Orange in a squeeze
Syracuse’s Dino Babers made his name as a head coach for being a nemesis to Clemson at a time when few in the ACC could muster much resistance.
In 2017, Syracuse stunned No. 2 Clemson in the Carrier Dome on a Friday night, Clemson’s last ACC loss. In 2018, Syracuse nearly pulled an upset at No. 3 Clemson, as Tigers backup Chase Brice needed a 94-yard scoring drive to win the game in the final minute. That Syracuse team went on to win 10 games, the lone winning season in Babers’ five years in Syracuse.
This week, Syracuse heads to Clemson with its program in the fetal position. Beset by opt-outs and injuries and fresh off a blowout home loss to Liberty, Syracuse is bracing for an ugly Saturday on the road against the No. 1 team in the country next week.

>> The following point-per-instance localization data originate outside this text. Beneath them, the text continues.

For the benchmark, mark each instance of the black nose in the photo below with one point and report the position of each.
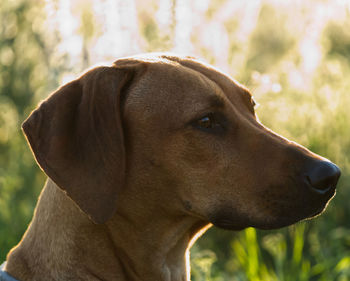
(323, 176)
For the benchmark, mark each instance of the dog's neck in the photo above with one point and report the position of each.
(63, 244)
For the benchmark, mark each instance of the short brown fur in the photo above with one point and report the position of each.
(133, 179)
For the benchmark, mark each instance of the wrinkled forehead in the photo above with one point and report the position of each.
(180, 86)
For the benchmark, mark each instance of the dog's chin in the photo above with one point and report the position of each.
(227, 221)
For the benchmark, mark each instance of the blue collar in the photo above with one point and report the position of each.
(4, 276)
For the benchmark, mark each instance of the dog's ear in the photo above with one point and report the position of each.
(77, 138)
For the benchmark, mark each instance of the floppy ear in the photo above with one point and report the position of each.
(77, 138)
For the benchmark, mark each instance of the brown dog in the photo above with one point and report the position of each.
(142, 156)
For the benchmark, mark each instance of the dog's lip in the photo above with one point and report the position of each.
(328, 192)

Syracuse’s season has been a perfect storm of misery. The Orange are down to seven scholarship offensive linemen, including a converted fullback, and is playing its fifth-string tailback and backup quarterback. The Orange’s best defensive player, Andre Cisco, got injured in warmups before the Georgia Tech game and has opted out for the season.
Don’t expect Babers’ job to be in jeopardy. He has four full years remaining on his contract this year, and the most conservative estimates of his buyout are that he’d be owed at least $17 million if he was fired after this season. That number would scare a well-heeled SEC athletic department, and Syracuse is decidedly not one of those.
What can Syracuse do? Support Babers’ weaknesses. One of the issues at Syracuse is that athletic director John Wildhack has no experience overseeing a major college football program, so there’s no leadership with an idea about structure, staffing and how to out-maneuver conference peers in more ideal recruiting bases.
Recruiting has never been the heartbeat of Babers’ coaching arsenal. While he has the charisma and charm to connect, coaches and analysts in the Northeast would not rate Babers’ recruiting metabolism with coaches like BC’s Jeff Hafley, Rutgers’ Greg Schiano or Penn State’s James Franklin.
Syracuse’s recruiting staff is one of the least sophisticated in the ACC, as Babers’ longtime assistant Roy Wittke is the new director of player personnel. Places like BC, Wake Forest and Rutgers – the schools Syracuse needs to beat — have invested in sophisticated operations. The Orange are lagging behind.
The most glaring evidence of the recruiting deficiencies is the lack of talent in Syracuse’s quarterback room, as Babers has yet to recruit and develop a proven ACC-level starter, and the lack of depth in that room has always been glaringly thin. He inherited Eric Dungey, and injured redshirt junior quarterback Tommy DeVito has yet to live up to his billing.
Babers is speeding toward his fourth losing seasons in five years. There’s a clear talent deficiency that’s glaring. Syracuse and Babers are contractually in lockstep for a while. To compete in the ACC, they need to start recruiting like an ACC school.